On a completely (or at least mostly) unrelated question . . . . how do you charge the Baofeng on the road? I don't own one, but only because I understood that there was no good solution for charging them without 110v.
 
On a completely (or at least mostly) unrelated question . . . . how do you charge the Baofeng on the road? I don't own one, but only because I understood that there was no good solution for charging them without 110v.
I have a 12va adapter charging base I can drop them into. Picked it up on Amazon along with a similar setup to charge the batteries for my Nikon (good commo and photography are a requirement for me). Found both on Amazon for not much money, both were hand made in China by the best artesianal labor found for $0.10 a day. (Ok the last part is a snarky joke, but the rest is true)
 
I generally dislike bothering folks who listen to repeater frequencies with my vehicle to vehicle banter while traveling, so I advocate using simplex.

If I'm talking to someone way outside my range, and a repeater is the only way, then I'll use them
 
Since I am now out of my old neighborhood, SoCal, where I knew many repeaters by freq, and usually travelling across south TX and the hill country, I am not really getting on the air anymore. I have a Baofang in my truck, but it's dead on simplex around here, and not many repeaters at all. It would be nice to have civilized contact as a change from CB.

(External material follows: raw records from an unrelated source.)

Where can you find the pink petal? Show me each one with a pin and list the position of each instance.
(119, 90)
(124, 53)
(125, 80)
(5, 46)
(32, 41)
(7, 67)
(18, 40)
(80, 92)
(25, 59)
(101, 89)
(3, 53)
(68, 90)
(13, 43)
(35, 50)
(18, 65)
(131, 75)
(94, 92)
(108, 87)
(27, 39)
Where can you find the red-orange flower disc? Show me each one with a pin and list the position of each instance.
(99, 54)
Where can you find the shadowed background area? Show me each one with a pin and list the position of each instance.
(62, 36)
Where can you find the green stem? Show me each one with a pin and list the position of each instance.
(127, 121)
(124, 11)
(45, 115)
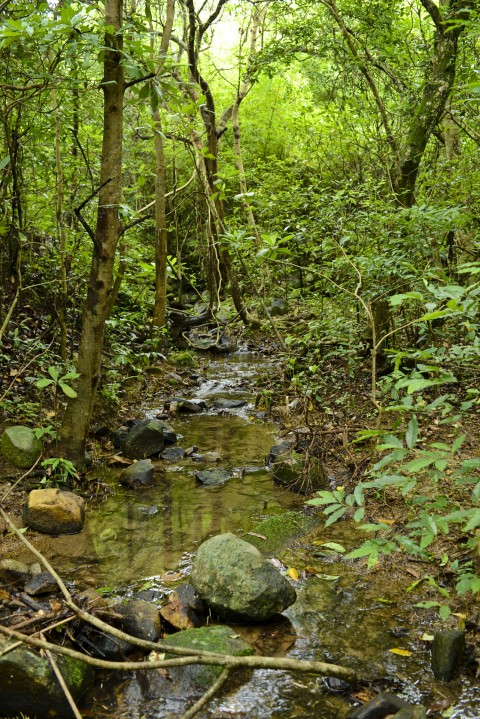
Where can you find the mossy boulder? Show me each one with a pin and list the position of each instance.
(219, 639)
(28, 684)
(20, 446)
(237, 582)
(280, 530)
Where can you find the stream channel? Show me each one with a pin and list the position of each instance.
(344, 614)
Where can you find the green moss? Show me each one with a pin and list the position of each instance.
(219, 639)
(280, 530)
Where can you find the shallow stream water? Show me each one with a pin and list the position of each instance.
(343, 613)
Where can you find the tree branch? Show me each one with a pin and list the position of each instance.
(434, 13)
(78, 210)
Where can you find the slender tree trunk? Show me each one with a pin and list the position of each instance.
(439, 79)
(78, 414)
(161, 249)
(61, 230)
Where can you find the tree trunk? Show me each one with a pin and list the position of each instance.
(439, 79)
(160, 306)
(78, 414)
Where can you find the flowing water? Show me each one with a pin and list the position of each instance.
(342, 615)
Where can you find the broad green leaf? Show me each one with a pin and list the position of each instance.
(333, 517)
(44, 382)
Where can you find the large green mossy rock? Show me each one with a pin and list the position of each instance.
(20, 446)
(28, 684)
(237, 582)
(219, 639)
(279, 531)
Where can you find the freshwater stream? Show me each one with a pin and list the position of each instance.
(343, 614)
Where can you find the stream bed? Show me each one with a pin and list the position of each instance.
(344, 614)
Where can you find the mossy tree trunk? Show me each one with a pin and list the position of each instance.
(105, 238)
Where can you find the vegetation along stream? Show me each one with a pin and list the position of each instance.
(140, 543)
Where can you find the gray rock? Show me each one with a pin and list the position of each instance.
(219, 639)
(187, 406)
(237, 582)
(20, 446)
(11, 570)
(210, 477)
(142, 512)
(139, 474)
(140, 619)
(173, 454)
(298, 474)
(447, 653)
(145, 439)
(229, 403)
(52, 511)
(42, 583)
(384, 704)
(28, 683)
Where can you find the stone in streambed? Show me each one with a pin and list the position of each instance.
(28, 683)
(219, 639)
(447, 653)
(139, 474)
(20, 446)
(237, 582)
(140, 619)
(212, 477)
(52, 511)
(147, 438)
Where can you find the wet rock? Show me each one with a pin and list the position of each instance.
(187, 406)
(447, 653)
(383, 705)
(142, 512)
(298, 474)
(237, 582)
(145, 439)
(278, 307)
(229, 403)
(183, 608)
(278, 449)
(28, 683)
(212, 477)
(280, 530)
(411, 712)
(140, 619)
(172, 454)
(139, 474)
(20, 446)
(42, 583)
(11, 570)
(219, 639)
(52, 511)
(101, 645)
(208, 457)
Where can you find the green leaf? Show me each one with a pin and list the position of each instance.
(54, 373)
(333, 517)
(44, 382)
(444, 611)
(412, 432)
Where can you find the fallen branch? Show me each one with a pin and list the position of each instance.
(188, 657)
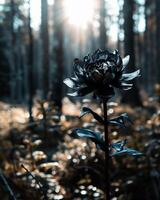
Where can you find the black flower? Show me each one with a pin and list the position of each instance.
(100, 73)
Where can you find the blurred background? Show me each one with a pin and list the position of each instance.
(39, 40)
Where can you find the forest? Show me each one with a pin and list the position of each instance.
(79, 99)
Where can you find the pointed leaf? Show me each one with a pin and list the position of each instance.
(128, 151)
(120, 121)
(120, 149)
(119, 146)
(130, 76)
(86, 110)
(94, 136)
(81, 92)
(126, 86)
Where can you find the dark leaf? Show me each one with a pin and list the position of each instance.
(126, 86)
(81, 92)
(96, 137)
(130, 76)
(120, 149)
(120, 121)
(86, 110)
(118, 146)
(128, 151)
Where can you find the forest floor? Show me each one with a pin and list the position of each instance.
(42, 160)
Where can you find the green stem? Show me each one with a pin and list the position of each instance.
(107, 186)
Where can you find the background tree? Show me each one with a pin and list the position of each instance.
(58, 53)
(133, 96)
(45, 46)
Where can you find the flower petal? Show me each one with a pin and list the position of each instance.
(69, 82)
(130, 76)
(125, 61)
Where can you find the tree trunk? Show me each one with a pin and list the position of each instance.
(158, 39)
(132, 97)
(59, 54)
(45, 47)
(103, 36)
(30, 67)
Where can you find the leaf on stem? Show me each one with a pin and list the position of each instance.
(120, 121)
(96, 137)
(120, 149)
(86, 110)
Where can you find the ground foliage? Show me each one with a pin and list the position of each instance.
(44, 160)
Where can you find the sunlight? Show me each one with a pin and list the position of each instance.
(79, 12)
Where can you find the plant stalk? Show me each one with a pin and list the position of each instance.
(107, 185)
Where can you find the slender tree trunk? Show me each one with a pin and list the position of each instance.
(12, 57)
(103, 35)
(158, 39)
(133, 96)
(107, 166)
(30, 67)
(59, 54)
(45, 46)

WUZombies, a couple questions: Did you have the simplex sticker made or buy it somewhere? I like the idea. Also, are you actively calling on simplex, or just monitoring and responding to traffic?
 
Since I am now out of my old neighborhood, SoCal, where I knew many repeaters by freq, and usually travelling across south TX and the hill country, I am not really getting on the air anymore. I have a Baofang in my truck, but it's dead on simplex around here, and not many repeaters at all. It would be nice to have civilized contact as a change from CB.

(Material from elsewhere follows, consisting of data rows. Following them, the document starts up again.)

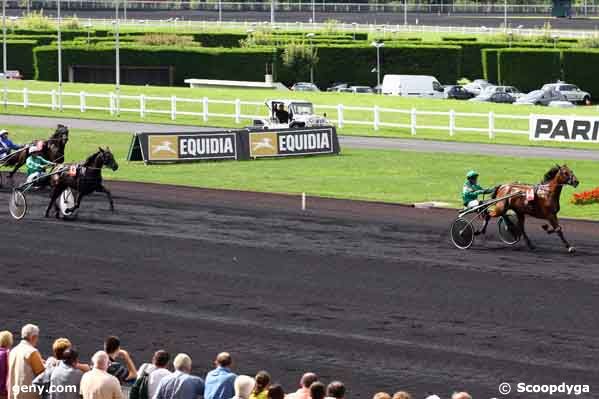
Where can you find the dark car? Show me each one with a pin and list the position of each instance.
(457, 93)
(503, 98)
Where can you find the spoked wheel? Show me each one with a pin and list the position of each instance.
(462, 233)
(509, 229)
(66, 201)
(17, 204)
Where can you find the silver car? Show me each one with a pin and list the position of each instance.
(571, 92)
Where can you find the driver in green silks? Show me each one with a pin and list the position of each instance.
(472, 190)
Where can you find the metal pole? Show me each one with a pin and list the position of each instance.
(59, 41)
(505, 15)
(117, 57)
(272, 12)
(4, 58)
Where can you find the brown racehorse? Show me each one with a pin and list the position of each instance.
(545, 204)
(85, 178)
(52, 150)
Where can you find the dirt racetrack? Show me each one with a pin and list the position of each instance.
(372, 294)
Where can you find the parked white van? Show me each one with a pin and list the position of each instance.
(412, 85)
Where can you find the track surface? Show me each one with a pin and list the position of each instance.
(378, 143)
(372, 294)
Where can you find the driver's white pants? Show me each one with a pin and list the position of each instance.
(33, 176)
(473, 203)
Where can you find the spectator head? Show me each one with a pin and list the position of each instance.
(182, 363)
(161, 358)
(59, 346)
(112, 345)
(244, 385)
(262, 381)
(30, 333)
(336, 389)
(70, 357)
(223, 359)
(308, 379)
(276, 392)
(402, 395)
(6, 340)
(318, 390)
(100, 360)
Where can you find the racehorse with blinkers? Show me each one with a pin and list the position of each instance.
(52, 150)
(84, 178)
(541, 201)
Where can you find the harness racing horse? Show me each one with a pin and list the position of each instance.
(52, 150)
(545, 204)
(84, 178)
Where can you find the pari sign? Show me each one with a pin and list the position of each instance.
(564, 128)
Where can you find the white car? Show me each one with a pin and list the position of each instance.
(299, 114)
(571, 92)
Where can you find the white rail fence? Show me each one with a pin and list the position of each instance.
(374, 116)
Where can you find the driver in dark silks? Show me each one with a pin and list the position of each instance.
(281, 114)
(36, 166)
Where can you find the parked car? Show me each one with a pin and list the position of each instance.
(301, 114)
(304, 86)
(489, 93)
(412, 86)
(541, 97)
(337, 86)
(457, 93)
(476, 87)
(571, 92)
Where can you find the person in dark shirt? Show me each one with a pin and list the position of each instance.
(282, 114)
(121, 366)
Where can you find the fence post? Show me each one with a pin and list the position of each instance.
(205, 109)
(142, 106)
(112, 104)
(82, 101)
(237, 111)
(53, 95)
(413, 121)
(173, 108)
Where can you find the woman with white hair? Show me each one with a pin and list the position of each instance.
(25, 362)
(244, 385)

WUZombies, a couple questions: Did you have the simplex sticker made or buy it somewhere? I like the idea. Also, are you actively calling on simplex, or just monitoring and responding to traffic?
I found one on Cafe Press.

Depends on my mood, often simply monitoring, sometimes checking on frequency. Sometimes I'll run a smart scan that the Yaesu does to find active frequencies.

For group use we stick to simplex on an "off" frequency unless we need to bounce a repeater due to terrain or distance, but even when running simplex for the group I'll use the other radio for that and scan on the "big" radio.
 
Thx. Yeah, I have used simplex for group trail comms for years, and it works well, but now I am meeting new folks here, and not as many are licensed. Work in progress to get more to use ham radio. I was first introduced to it on a club run and was impressed by the clarity of FM, and when I saw a simplex QSO of over 60 miles, I knew I needed to get my license.